Is certbot available as a library, or are there any plans for that?
We're looking at using Azure Application Gateway, so we're going to have to do something to auotomate this. Calling certbot from a script is doable, but then we have to make .pfx files etc. Ideally this is something I'd like to do from python using certbot and pyOpenSSL then use the azure sdk to upload them and other bits to set up the DNS challenge.
Also renewals look like they might be trickier to automate using the command line options as well (though I confess I've not dug into that too much yet)
Thank you. I had seen Posh-ACME but it didn't do renewals from what I could see (ok so we could just get another one each time).
We use Certify The Web now and I wasn't aware that would push to key vault so that's very useful to know. Will look into that.
We also have to do end-to-end encryption as well probably which adds to the fun but going to investigate self-signed certs for the internal hop.
A "renewal" is just an easy shorthand for "get another certificate for the same names"; there's really nothing protocol-wise that makes something a renewal rather than a "new" certificate. It's just handy to have that shorthand for a lot of things, and of course many ACME clients have a concept of storing your configuration so that a "renewal" happens the same way as the last time.
@petercooperjr I thought a renewal is slightly different, in that Let's Encrypt then doesn't send reminders saying the old one is about to expire? This is extrapolating from guesses about which emails I see coming in to the shared email we use for this (when we've had to add a domain and so have to get a new one) so I should probably check my assumptions.
You're correct of course. A renewal, in the sense of "another certificate was created with the same set of domain names", are tracked differently for rate limit purposes, and you get a reminder email if a renewal certificate wasn't created near the end of a cert's expiration. But in terms of what's technically happening, of what your ACME client requests to the server and the certificate it gets back, there's no difference between a "new" certificate and a "renewal" certificate. It's just that some policies that look at them differently, if that makes sense.

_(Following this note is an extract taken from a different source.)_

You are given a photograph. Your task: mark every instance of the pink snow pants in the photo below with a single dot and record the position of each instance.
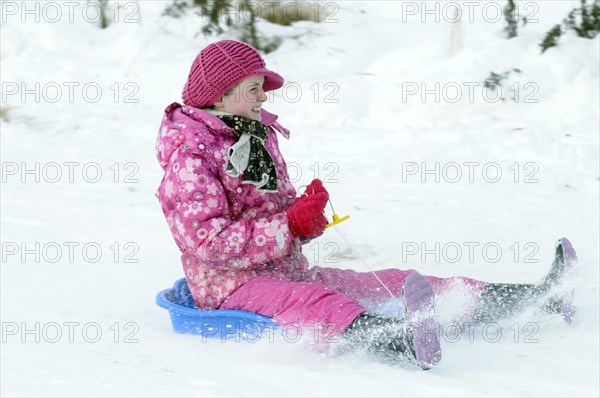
(330, 296)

And to make it even a little bit more explicit: it doesn't matter how you renew (by the "renew option" of an ACME client or if you use the "get me a new certificate" option), as long as the contents of the certificate (hostnames) are the same, Let's Encrypt will see the certificate as a renewal and won't send an e-mail.
"Trick" question to @NigelM: if you somehow manage to confuse your ACME client and mess up the hostnames of a certain certificate and consequentially use the "renew" feature of your ACME client, will you receive an e-mail from Let's Encrypt when the original certificate is close to expiry?
Thanks for the clarification. As I say I've not had the time to fully investigate - had enough trying to ingest a host of Azure information this last few weeks. From what you say @Osiris I assume we would get an email as that is triggered by matching on hostnames and if they are messed up then it's seen as a new one?